Chinese WMPs to be unwound under new scheme

The Chinese banking regulator has proposed a scheme whereby banks will offer 'asset management plans' instead of wealth management products, which have sparked concerns.
Chinese WMPs to be unwound under new scheme

Banks in China may have to offer so-called asset management plans instead of controversial wealth management products, after the mainland banking regulator announced plans for a new pilot programme late last week.

This means the principal and return guarantees that wealth management products (WMPs) had provided to investors will be removed, as asset management plans (AMPs) do not have such agreements.

Under AMPs, banks simply provide investors with a possible range of investment returns and net asset values – they operate like open-ended mutual funds, which do not have principals or return guarantees.

“If banks are forced to switch WMPs into AMPs over time, investors will become more aware of the risks they actually take on,” notes says Tracy Tian, a Shanghai-based strategist at Bank of America-Merrill Lynch. As a result, they will probably become more cautious when buying financial products, she adds.

China Citic Bank confirmed it became one of the first banks to win approval from the China Banking Regulatory Commission (CBRC) on September 30 to start an AMP business. 

AMPs also offer much more transparency. At the moment, they can only invest in DDFIs, which are traded on inter-bank markets. The China Central Depository and Clearing will act as a custodian. “The regulators and public can track the underlying of the products,” says Tian.

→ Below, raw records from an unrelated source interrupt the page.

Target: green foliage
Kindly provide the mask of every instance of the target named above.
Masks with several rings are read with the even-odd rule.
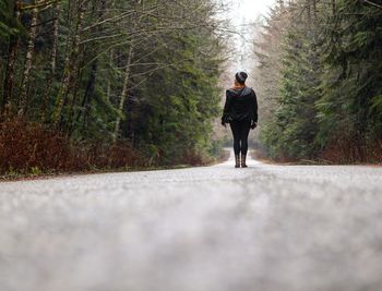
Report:
[[[337,141],[358,159],[375,158],[368,153],[382,138],[382,10],[342,0],[333,15],[332,5],[318,4],[315,15],[303,13],[307,1],[286,8],[280,97],[262,141],[279,159],[325,157]]]
[[[11,44],[13,1],[0,1],[0,34]],[[153,165],[208,160],[218,153],[211,137],[220,111],[223,48],[211,29],[213,1],[62,0],[37,7],[32,68],[25,70],[29,34],[14,41],[11,70],[0,62],[0,76],[12,75],[7,100],[13,113],[27,72],[25,118],[73,143],[128,143]],[[21,11],[28,29],[32,16]]]
[[[12,0],[0,0],[0,40],[7,40],[10,36],[20,34],[23,28],[14,15]]]

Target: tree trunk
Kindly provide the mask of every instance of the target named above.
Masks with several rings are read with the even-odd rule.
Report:
[[[70,97],[69,95],[70,95],[71,86],[74,80],[74,75],[77,72],[81,31],[84,24],[84,16],[86,12],[87,2],[88,0],[82,0],[79,5],[77,22],[75,25],[73,43],[69,47],[71,52],[68,53],[68,57],[65,59],[63,80],[62,80],[61,88],[56,99],[55,111],[52,114],[53,124],[56,126],[62,126],[62,123],[63,123],[62,111]]]
[[[32,10],[31,29],[28,35],[28,44],[26,49],[23,78],[20,86],[21,89],[20,89],[19,116],[21,117],[25,114],[25,111],[27,108],[27,93],[28,93],[28,85],[29,85],[31,69],[33,63],[33,57],[35,54],[37,16],[38,16],[38,9],[34,8]]]
[[[46,117],[48,113],[48,101],[49,101],[49,95],[51,93],[51,86],[56,76],[56,65],[57,65],[57,44],[58,44],[58,25],[59,25],[59,16],[60,16],[60,4],[56,2],[53,4],[53,32],[52,32],[52,39],[51,39],[51,51],[50,51],[50,68],[49,68],[49,76],[48,76],[48,85],[47,89],[45,90],[41,108],[40,108],[40,120],[41,122],[46,121]]]
[[[123,87],[121,92],[121,99],[119,101],[119,111],[123,112],[124,102],[127,100],[128,92],[129,92],[129,81],[130,81],[130,71],[131,71],[131,63],[134,54],[134,43],[133,40],[130,44],[129,54],[128,54],[128,61],[127,66],[124,71],[124,80],[123,80]],[[119,136],[119,129],[121,123],[121,117],[118,116],[116,120],[116,128],[115,128],[115,134],[114,134],[114,142],[116,143]]]
[[[14,17],[20,17],[20,1],[16,1],[14,5]],[[1,116],[10,114],[12,111],[11,102],[13,97],[13,88],[14,88],[14,72],[16,64],[16,56],[19,49],[20,38],[17,35],[11,35],[9,47],[8,47],[8,60],[7,60],[7,71],[3,85],[3,95],[0,107]]]
[[[335,4],[335,0],[332,0],[332,13],[333,13],[333,16],[336,14],[336,4]]]

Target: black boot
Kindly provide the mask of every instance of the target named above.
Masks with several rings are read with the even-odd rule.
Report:
[[[235,168],[240,168],[240,156],[239,155],[235,155]]]
[[[248,168],[248,166],[246,163],[246,159],[247,159],[247,156],[246,155],[241,155],[241,168]]]

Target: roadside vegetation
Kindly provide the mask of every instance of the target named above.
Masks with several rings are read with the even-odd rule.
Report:
[[[277,1],[254,47],[268,157],[382,162],[381,1]]]
[[[223,155],[213,0],[0,0],[0,174]]]

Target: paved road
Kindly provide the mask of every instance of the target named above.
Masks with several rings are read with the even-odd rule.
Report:
[[[382,168],[249,163],[0,183],[0,290],[382,290]]]

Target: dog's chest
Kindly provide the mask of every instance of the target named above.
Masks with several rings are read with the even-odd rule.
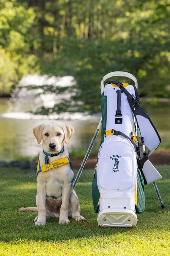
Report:
[[[62,194],[62,188],[63,182],[60,174],[50,173],[50,179],[46,182],[47,195],[48,197],[59,197]]]

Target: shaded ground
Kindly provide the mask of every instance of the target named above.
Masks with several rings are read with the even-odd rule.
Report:
[[[85,169],[94,169],[97,157],[90,157],[88,159],[84,167]],[[170,164],[170,152],[156,151],[149,157],[149,159],[154,165]],[[79,169],[83,161],[83,159],[72,159],[71,161],[73,168]]]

Ye Linfeng, analyst at Chengdu-based consultancy CN Benefit, says: “Banks will be back to [their] role of managing wealth for clients. Banks have to maximise returns for investors under the controllable risk [and] investors have to bear the risk of the investment products.”

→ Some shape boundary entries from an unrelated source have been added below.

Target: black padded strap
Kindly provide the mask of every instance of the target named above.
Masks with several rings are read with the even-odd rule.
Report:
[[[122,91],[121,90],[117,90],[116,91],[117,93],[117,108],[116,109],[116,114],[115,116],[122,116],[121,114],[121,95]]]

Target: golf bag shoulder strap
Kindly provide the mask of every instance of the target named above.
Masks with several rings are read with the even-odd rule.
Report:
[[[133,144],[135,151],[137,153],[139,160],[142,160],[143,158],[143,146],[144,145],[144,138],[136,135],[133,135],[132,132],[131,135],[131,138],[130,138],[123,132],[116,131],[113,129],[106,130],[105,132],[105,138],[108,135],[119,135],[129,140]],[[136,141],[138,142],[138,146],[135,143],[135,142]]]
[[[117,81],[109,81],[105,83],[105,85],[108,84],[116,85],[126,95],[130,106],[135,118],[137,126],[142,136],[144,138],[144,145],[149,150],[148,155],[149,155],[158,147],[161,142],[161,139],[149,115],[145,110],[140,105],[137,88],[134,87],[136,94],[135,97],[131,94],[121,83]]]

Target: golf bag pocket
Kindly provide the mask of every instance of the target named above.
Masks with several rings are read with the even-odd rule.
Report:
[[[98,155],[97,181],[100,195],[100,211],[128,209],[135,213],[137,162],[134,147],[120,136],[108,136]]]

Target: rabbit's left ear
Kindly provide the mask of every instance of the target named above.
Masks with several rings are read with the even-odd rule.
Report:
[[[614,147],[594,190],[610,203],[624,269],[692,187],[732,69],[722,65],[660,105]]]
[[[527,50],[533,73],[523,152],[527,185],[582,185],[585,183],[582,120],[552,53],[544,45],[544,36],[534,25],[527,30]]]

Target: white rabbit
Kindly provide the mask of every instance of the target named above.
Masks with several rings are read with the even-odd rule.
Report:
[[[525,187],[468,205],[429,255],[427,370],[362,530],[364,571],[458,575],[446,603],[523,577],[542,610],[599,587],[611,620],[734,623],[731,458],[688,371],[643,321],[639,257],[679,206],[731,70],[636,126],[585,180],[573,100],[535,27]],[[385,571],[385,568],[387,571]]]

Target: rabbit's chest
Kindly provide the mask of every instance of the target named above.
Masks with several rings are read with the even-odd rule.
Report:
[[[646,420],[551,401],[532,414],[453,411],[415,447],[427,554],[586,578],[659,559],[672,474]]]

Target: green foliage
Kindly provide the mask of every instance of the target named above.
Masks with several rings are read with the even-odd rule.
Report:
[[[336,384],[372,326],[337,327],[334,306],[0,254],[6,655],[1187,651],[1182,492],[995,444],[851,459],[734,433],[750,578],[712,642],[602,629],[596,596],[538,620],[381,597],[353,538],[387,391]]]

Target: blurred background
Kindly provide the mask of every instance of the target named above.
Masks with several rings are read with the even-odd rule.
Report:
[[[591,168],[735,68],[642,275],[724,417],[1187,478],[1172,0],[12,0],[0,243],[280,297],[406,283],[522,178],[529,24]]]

The pilot programme – incorporating 11 banks* – will allow banks to launch and sell AMPs. These will initially only be permitted to invest in direct debt financing instruments (DDFIs), but over time may be allowed to buy stocks.

If the programme proves successful, they will represent the first steps towards unwinding the country’s WMP businesses, which some argue pose systematic risk to the mainland’s financial system.

“If the trial programme goes smoothly, we expect the regulator will ask banks to replace wealth management products with asset management plans,” says Tian.  

The CBRC is expected to release detailed rules by year-end. Each bank will receive an initial quota of between Rmb500 million and Rmb1 billion ($81.7 million to $163.4 million), and will start fundraising between October 18 and 22, according to China’s 21st Century Business Herald.

Some say this switch will also harm the product-packing businesses of trust companies, securities firms and fund houses, as it will eliminate the banks’ need to use other financial intermediaries to structure off-balance-sheet products to satisfy regulatory requirements, Tian argues.

At the moment, banks partner with other financial institutions, mostly trust companies and securities firms, to bundle banks’ assets into WMPs, effectively allowing banks to satisfy loan-to-deposit ratio requirements.

WMPs are viewed as opaque and somewhat controversial – WMP issuers often pay their investors through new product sales, which led China Securities Regulatory Commission chairman Xiao Gang to describe them as Ponzi schemes. As of June 30, the WMP industry stood at Rmb9.08 trillion, according to the CBRC.

* The firms in question are: Bank of Communications, China Bohai Bank, China Construction Bank, China Merchants Bank, China Minsheng Banking, China Everbright Bank, China Citic Bank , Industrial Bank, Industrial and Commercial Bank of China, Ping An Bank and Shanghai Pudong Development Bank.